Browne pressed further, asking if the guard could describe the soldier at all. The guard said he was white and well built, but those were the only details he could provide.
Nematullah also said the soldier was coming from the north, which is the direction of a village that prosecutors say Bales attacked first in the nighttime rampage on March 11.
The villagers will speak to a military courtroom at Joint Base Lewis-McChord during the overnight session to accommodate the time difference.
Bales, a 39-year-old Ohio native and father of two from Lake Tapps, Washington, faces 16 counts of premeditated murder and six counts of attempted murder in the attack in southern Afghanistan.
Prosecutors say that Bales wore a T-shirt, cape and night-vision goggles – no body armour – when he slipped away from his remote post, Camp Belambay. He first attacked one village, returned to the base, and headed out again to attack another village, they say.
In between, he woke a fellow soldier, reported what he had done, and said he was headed out to kill more, the soldier testified.
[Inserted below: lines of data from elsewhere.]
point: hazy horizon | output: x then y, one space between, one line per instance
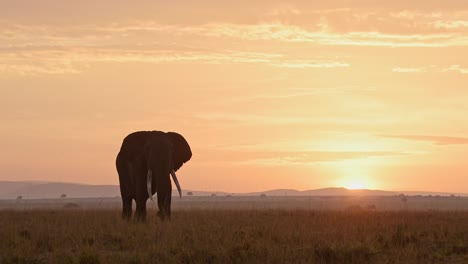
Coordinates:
269 94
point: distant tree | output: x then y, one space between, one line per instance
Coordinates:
71 206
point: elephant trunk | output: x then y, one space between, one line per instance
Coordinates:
149 180
176 181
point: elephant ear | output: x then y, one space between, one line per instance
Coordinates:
181 148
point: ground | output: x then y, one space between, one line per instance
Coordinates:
353 235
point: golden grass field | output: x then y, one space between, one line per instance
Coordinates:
234 236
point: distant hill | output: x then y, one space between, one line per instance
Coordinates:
50 190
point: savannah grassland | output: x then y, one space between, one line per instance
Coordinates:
234 236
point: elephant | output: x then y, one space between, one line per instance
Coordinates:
144 163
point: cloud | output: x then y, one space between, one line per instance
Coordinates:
290 158
408 70
456 68
312 64
35 61
432 68
438 140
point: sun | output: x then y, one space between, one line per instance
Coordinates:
355 186
356 175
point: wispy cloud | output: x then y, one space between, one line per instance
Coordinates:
432 68
74 60
409 70
291 158
438 140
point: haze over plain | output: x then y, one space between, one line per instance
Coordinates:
269 94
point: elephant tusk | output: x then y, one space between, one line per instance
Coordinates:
174 177
149 179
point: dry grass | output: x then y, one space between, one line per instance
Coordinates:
238 236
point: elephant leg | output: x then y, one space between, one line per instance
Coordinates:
164 199
140 213
127 208
125 178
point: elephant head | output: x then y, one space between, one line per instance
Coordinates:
145 163
179 152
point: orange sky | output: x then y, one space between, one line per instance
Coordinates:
269 94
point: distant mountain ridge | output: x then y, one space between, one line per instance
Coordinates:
51 190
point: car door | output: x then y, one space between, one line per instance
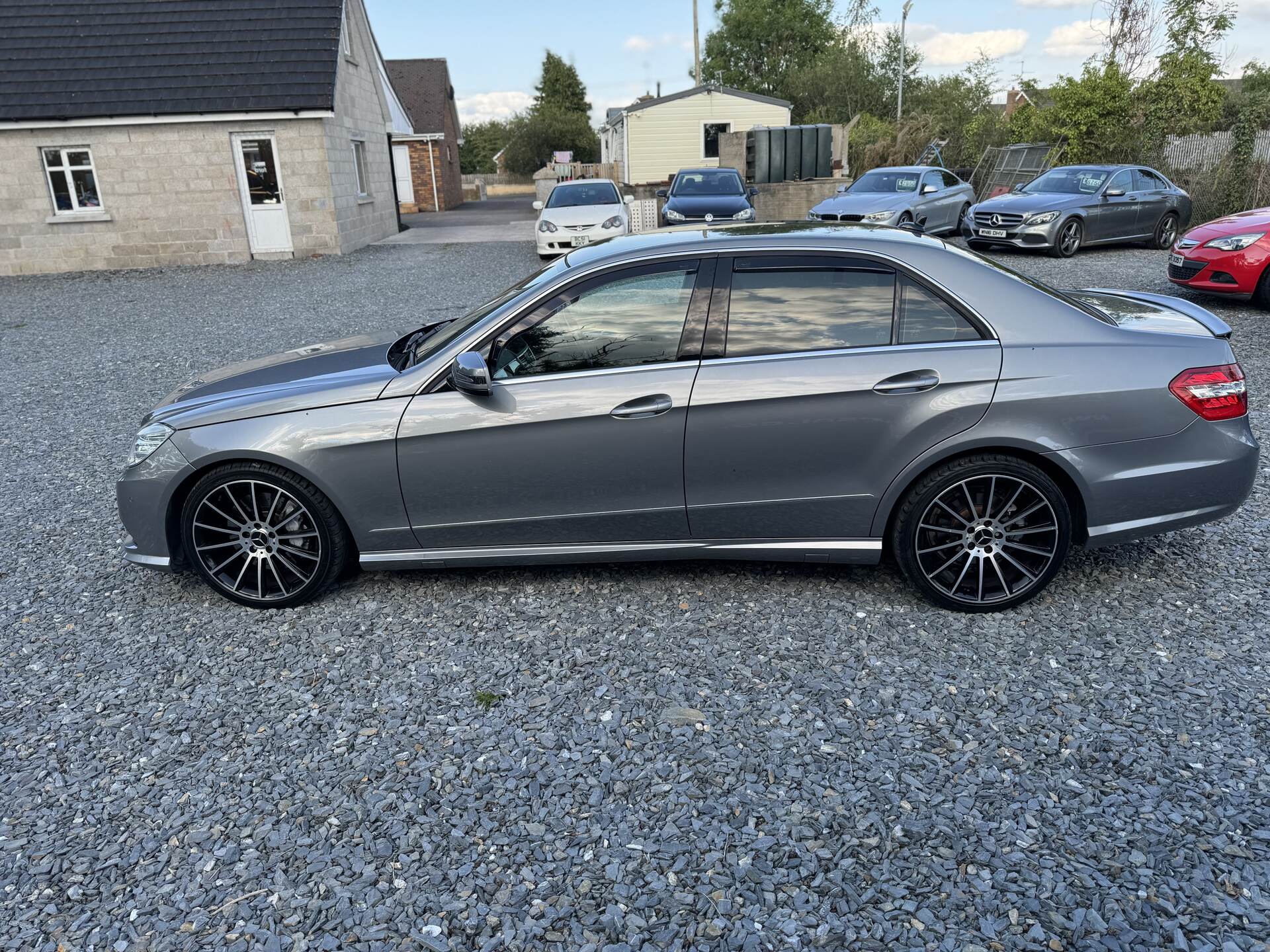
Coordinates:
581 438
1154 200
1117 216
829 376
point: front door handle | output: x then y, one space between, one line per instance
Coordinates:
642 408
911 382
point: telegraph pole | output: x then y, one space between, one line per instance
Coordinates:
904 26
697 46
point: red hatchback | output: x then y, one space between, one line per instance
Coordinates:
1226 257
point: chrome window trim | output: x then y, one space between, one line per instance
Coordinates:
435 367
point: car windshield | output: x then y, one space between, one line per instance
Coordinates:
886 182
583 193
708 183
425 343
1074 182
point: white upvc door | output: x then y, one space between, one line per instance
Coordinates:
259 175
402 169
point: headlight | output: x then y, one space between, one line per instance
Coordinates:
1235 243
1040 218
149 440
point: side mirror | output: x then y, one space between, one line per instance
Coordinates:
470 374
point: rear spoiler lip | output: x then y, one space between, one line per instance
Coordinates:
1216 325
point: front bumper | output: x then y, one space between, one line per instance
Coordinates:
1146 487
1025 237
1230 273
144 495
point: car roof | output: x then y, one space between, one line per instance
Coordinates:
738 238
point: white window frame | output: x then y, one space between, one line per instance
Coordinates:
712 122
360 169
65 171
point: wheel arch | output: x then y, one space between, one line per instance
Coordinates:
200 469
1068 481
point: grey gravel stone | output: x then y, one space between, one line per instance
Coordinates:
181 774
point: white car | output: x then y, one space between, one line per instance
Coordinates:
579 212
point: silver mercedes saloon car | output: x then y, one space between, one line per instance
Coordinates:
803 393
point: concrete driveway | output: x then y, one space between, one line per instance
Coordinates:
493 220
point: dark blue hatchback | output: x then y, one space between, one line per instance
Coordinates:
709 196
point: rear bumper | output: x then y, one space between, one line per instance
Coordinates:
1147 487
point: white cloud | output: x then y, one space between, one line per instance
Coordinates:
1078 40
492 106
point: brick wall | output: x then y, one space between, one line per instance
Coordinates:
169 190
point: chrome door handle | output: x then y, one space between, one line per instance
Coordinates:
642 408
913 382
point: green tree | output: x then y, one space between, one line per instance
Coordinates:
482 141
560 88
535 135
760 44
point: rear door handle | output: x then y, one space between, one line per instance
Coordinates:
911 382
642 408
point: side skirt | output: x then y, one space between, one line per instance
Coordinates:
849 551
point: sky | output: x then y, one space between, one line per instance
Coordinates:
495 48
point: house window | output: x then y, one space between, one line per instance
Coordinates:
360 168
71 179
710 135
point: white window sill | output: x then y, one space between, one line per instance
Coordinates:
70 218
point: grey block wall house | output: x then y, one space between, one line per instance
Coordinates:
154 132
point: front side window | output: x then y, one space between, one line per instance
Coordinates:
71 180
795 310
620 323
926 319
585 193
710 132
360 168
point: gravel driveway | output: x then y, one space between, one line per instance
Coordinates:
603 758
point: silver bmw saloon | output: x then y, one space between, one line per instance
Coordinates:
803 393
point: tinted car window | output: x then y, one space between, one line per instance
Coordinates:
1147 180
926 319
622 323
788 311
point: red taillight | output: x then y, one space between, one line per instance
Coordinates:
1213 393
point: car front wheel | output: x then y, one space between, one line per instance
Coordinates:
982 534
262 536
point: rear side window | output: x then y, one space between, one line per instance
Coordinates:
784 311
926 319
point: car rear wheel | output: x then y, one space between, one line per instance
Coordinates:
262 536
1067 243
982 534
1166 233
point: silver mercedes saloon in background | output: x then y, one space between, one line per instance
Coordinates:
803 393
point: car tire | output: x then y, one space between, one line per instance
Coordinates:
1166 233
952 536
263 537
1064 244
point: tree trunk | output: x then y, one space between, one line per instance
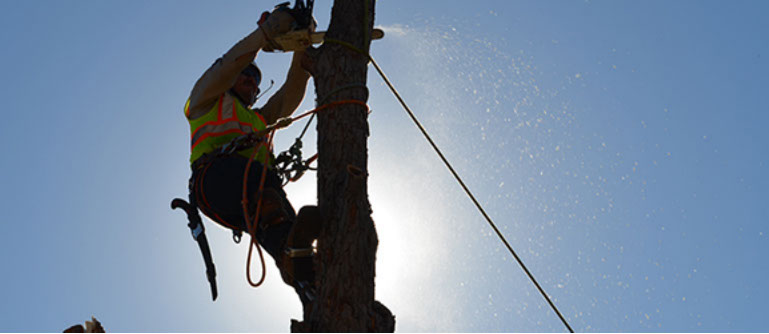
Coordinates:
345 265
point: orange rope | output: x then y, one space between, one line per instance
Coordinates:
252 224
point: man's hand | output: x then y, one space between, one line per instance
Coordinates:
277 23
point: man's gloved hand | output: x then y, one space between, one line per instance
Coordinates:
279 22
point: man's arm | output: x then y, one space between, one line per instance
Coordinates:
285 101
222 74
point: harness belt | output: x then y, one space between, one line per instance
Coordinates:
199 234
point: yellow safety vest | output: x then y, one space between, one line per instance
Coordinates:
227 120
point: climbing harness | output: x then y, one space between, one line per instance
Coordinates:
293 167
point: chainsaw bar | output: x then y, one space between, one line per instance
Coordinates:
298 40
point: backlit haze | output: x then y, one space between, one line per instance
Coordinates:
619 146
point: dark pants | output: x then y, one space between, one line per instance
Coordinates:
219 190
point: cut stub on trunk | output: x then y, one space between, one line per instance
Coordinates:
93 326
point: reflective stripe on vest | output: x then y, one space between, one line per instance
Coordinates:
226 120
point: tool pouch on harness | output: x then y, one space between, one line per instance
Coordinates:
199 234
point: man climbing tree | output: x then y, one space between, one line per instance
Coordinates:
218 111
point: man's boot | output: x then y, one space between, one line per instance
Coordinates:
297 269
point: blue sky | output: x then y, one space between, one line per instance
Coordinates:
618 144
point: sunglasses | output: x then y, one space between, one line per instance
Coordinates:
252 72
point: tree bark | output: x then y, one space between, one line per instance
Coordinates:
345 265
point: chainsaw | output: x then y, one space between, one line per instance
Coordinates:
300 36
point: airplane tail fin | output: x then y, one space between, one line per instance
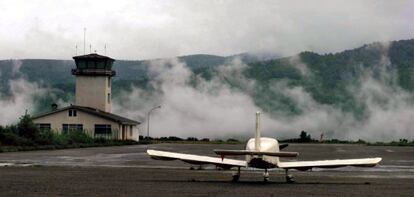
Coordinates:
257 135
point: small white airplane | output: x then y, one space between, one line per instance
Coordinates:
262 153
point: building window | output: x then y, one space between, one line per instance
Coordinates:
66 128
72 113
44 126
103 130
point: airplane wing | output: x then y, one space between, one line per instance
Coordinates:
305 165
196 159
249 152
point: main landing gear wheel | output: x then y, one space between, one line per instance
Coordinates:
236 176
266 176
289 178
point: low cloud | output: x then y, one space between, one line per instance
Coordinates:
212 108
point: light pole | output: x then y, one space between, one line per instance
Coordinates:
148 118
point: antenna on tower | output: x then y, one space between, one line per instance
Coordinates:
84 40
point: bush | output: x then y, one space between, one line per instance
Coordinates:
79 137
27 128
304 137
12 139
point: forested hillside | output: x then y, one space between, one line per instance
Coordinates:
330 79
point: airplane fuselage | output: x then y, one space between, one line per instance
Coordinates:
262 161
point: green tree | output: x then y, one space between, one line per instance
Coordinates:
27 128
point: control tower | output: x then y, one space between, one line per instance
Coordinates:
93 81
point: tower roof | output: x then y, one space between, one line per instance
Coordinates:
93 65
92 56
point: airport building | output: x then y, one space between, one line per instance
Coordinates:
92 112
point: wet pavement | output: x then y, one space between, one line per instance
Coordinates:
128 171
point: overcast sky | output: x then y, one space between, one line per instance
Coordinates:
155 29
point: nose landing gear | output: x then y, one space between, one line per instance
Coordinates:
236 176
289 178
266 176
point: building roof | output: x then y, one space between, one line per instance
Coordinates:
92 56
92 111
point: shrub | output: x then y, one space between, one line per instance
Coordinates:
79 137
27 128
13 139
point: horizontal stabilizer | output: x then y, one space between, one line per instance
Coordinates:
282 146
248 152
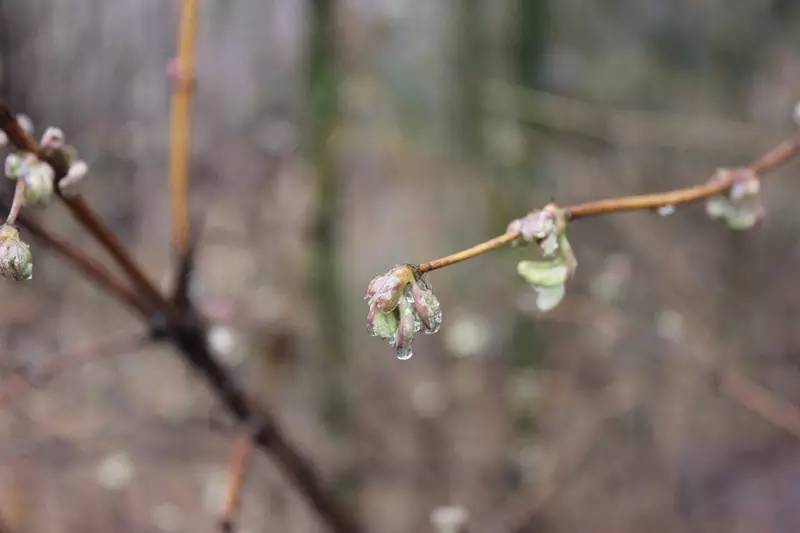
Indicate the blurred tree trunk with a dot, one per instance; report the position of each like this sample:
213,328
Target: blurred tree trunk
470,76
323,94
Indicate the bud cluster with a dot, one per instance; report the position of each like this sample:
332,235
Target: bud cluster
38,175
16,261
741,207
548,276
401,303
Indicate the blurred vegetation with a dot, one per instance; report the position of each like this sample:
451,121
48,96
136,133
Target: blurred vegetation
333,140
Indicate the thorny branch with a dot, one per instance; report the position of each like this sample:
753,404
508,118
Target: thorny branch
769,161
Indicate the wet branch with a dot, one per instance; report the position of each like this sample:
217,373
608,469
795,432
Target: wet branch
776,157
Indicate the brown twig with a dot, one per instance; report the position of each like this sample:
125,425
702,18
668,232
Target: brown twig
79,208
16,202
21,383
240,457
89,267
187,330
180,124
760,401
91,221
769,161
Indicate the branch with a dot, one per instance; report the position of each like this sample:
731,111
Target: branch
769,161
21,383
79,208
89,267
240,457
180,125
187,330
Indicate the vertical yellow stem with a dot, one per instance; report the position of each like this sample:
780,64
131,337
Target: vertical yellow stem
180,124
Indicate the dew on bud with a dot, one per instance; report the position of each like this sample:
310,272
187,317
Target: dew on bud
52,138
15,166
25,123
401,303
405,331
547,276
741,207
16,261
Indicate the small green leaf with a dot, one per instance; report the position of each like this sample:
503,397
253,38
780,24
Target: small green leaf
384,325
741,219
544,273
549,297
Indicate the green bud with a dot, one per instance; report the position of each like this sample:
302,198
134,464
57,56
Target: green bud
16,261
405,331
426,306
39,184
543,273
380,324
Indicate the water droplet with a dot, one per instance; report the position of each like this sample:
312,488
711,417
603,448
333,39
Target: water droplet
666,210
404,353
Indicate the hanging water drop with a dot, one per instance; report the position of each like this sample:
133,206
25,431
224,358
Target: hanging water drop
666,210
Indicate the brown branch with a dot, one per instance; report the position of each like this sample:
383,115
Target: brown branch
180,124
91,269
769,161
79,208
16,202
91,221
4,528
240,457
188,332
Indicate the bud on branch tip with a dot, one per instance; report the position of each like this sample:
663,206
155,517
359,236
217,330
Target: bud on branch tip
401,303
547,276
16,261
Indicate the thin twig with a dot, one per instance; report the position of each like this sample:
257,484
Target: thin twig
188,332
760,401
21,383
89,267
769,161
16,202
80,209
91,221
240,457
180,124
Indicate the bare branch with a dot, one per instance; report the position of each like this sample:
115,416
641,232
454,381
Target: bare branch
240,457
769,161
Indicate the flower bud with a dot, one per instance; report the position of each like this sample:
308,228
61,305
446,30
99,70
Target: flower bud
25,123
426,306
16,261
380,324
52,138
741,207
15,166
77,171
405,331
385,291
39,184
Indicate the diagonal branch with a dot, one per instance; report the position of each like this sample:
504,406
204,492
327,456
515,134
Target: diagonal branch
776,157
187,330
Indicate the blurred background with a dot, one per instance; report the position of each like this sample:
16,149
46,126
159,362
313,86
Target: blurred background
335,139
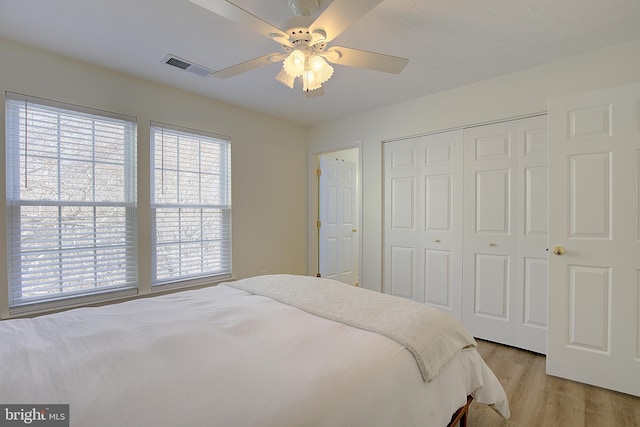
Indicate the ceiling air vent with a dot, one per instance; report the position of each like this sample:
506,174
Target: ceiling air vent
187,66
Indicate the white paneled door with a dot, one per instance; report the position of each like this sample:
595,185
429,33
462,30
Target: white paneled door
594,271
338,220
423,220
505,232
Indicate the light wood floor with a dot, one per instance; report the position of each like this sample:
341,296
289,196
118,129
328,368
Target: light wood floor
537,399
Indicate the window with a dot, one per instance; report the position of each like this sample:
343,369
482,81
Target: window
190,204
71,195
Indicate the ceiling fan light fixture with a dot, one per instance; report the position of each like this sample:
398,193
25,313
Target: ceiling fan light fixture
294,63
285,78
323,71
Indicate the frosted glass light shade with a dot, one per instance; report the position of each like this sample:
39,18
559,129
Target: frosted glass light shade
285,78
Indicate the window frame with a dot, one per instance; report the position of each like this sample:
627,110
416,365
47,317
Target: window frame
225,206
15,141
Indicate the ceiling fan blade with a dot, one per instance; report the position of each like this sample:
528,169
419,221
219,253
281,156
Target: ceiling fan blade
248,65
364,59
314,93
237,14
340,14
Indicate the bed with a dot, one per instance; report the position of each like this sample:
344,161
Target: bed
275,350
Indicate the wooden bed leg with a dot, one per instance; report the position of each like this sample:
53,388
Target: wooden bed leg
460,416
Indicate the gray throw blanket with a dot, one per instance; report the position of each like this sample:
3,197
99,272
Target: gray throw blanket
432,336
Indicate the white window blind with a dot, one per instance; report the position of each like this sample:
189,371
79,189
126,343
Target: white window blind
71,200
190,204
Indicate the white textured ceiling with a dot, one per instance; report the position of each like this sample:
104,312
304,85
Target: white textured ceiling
448,43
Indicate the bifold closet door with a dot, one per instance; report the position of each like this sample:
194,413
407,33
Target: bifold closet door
423,220
505,232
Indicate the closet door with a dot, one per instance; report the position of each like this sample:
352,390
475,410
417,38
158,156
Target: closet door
490,239
532,256
440,202
401,231
506,230
423,220
594,287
But the soldier did not believe what Bales said, and went back to sleep.
Blood on clothes
On Thursday, a US army DNA expert testified that Bales had the blood of at least four people on his clothes and guns when he surrendered.
The blood of two males and two females was discovered on Bales’ pants, shirt, gloves, rifle and other items, said Christine Trapolsi, an examiner at the Army’s Criminal Investigation Laboratory.
To preserve the evidence, she said she only tested a portion of the bloodstains, and it is possible more DNA profiles could be discovered through additional testing.
Another forensic expert from the Criminal Investigation Lab, fiber specialist Larry Peterson, testified that a small piece of fabric that matched the cape Bales reportedly wore was discovered on a pillow in one of the attacked compounds.
Prosecutors referred to the cape as a blanket, but Peterson said it was more like a decorative covering for a window or doorway.
Bales has not entered a plea and was not expected to testify. His lawyers, who did not give an opening statement, have not discussed the evidence, but say Bales has post-traumatic stress disorder and suffered a concussive head injury during a prior deployment to Iraq.